The South Carolina attorney general is asking Congress to pass a law requiring every state to recognize concealed weapon permits from all other states.

Attorney General Alan Wilson said the law would help protest citizens’ right to self-defense.

“States should not be able to deny citizens of other states the basic constitutional right to self-defense,” Attorney General Wilson said. “South Carolinians who have gone through the process of getting concealed weapon permits shouldn’t have to worry about whether they can protect themselves and their families when they travel in other states.”

Those in favor of the proposed legislation agree. "People in South Carolina travel all over the country and the biggest question I'm always asked is, where can I carry with my permit," said Jim Braziel, CWP instructor and General Manager of Sharpshooters in Greenville.

According to Braziel, South Carolina has the most extensive CWP requirements in the country.

"To my knowledge, we have the most in-depth training as far as what we have to cover," said Braziel.

According to Braziel, South Carolina and North Carolina have similar CWP requirements, while some other states are more lenient. 

"In Georgia, for example, you just have to get a background check, fill out some paperwork and get fingerprinted," said Braziel.

Those that oppose the legislation say this is a top concern. "It's problematic to me because different states have different standards," said South Carolina Rep.
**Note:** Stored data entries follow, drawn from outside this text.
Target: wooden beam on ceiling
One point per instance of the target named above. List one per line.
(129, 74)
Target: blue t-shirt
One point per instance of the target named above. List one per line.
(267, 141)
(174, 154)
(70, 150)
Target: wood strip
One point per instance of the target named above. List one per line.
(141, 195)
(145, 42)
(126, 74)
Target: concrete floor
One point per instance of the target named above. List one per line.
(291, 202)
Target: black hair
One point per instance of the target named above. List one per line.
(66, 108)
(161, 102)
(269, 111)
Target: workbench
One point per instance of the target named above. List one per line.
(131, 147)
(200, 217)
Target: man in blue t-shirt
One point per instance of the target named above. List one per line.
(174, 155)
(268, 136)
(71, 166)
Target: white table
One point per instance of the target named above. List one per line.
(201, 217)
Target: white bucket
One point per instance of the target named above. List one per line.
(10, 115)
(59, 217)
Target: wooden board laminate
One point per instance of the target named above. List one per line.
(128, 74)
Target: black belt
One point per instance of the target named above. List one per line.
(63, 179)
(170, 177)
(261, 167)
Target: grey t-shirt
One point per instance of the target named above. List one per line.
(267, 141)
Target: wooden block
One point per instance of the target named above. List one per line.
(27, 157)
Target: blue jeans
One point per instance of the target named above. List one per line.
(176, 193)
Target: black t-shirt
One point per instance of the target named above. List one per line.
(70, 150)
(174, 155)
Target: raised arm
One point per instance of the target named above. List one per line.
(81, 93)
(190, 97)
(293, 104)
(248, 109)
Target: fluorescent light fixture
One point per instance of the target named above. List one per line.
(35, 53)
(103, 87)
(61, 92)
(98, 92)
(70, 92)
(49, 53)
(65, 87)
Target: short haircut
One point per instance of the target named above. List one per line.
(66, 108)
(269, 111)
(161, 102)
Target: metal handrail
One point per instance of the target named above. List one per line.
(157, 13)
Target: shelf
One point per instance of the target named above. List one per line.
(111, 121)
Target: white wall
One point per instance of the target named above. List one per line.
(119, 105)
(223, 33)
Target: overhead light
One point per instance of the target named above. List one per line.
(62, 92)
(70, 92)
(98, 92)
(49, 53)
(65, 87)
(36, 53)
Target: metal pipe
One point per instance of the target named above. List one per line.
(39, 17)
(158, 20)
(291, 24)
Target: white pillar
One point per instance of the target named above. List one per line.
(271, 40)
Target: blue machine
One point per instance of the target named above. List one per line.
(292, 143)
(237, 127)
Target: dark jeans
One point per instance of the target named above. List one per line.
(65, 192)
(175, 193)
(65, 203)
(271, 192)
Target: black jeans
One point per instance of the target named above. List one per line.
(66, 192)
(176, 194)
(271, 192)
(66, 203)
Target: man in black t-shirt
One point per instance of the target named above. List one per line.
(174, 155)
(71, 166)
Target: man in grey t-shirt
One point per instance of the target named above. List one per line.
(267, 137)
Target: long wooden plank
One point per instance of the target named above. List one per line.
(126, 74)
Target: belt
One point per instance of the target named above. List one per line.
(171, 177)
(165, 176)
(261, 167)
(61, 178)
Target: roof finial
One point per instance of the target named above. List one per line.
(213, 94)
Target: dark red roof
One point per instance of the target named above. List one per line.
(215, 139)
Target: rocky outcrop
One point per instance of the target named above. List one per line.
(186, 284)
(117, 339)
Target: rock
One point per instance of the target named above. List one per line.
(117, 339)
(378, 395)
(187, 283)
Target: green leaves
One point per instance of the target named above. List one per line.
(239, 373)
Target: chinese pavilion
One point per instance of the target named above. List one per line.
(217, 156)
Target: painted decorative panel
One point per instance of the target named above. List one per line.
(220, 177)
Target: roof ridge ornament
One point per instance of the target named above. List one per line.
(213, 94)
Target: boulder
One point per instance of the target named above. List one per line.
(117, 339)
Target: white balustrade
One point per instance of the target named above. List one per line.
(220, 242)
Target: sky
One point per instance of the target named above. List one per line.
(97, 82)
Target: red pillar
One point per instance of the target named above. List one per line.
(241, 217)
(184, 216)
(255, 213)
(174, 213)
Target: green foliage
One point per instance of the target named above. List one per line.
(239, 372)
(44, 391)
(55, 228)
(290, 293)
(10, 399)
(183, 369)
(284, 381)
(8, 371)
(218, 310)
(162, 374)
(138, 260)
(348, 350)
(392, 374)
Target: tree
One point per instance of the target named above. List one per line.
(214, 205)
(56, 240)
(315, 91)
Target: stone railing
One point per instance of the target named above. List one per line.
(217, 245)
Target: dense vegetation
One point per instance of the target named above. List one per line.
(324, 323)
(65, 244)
Chandra Dillard, "To say our own standards won't stand when other people cross our state lines is alarming."

Wilson signed onto a letter on Tuesday with other states, author state Missouri, Alabama, Louisiana, and Montana so far – urging Congress to pass either the Constitutional Concealed Carry Reciprocity Act of 2017, which is a U.S. Senate bill, or the Concealed Carry Reciprocity Act of 2017, which is a U.S. House bill.

According to the release, the bills do not allow for carrying firearms by convicted felons, those involuntarily committed to mental health facilities, and other persons prohibited by federal law from possessing or receiving firearms.

“Passing this law would not expand who’s allowed to have a concealed weapon permit,” Attorney General Wilson said. “It just eliminates the confusion we have now over which states recognize which other states’ permits, and makes that constitutional right uniform across the country. The Framers were unwavering in their right to self-protection and steadfast in their support of the Second Amendment.”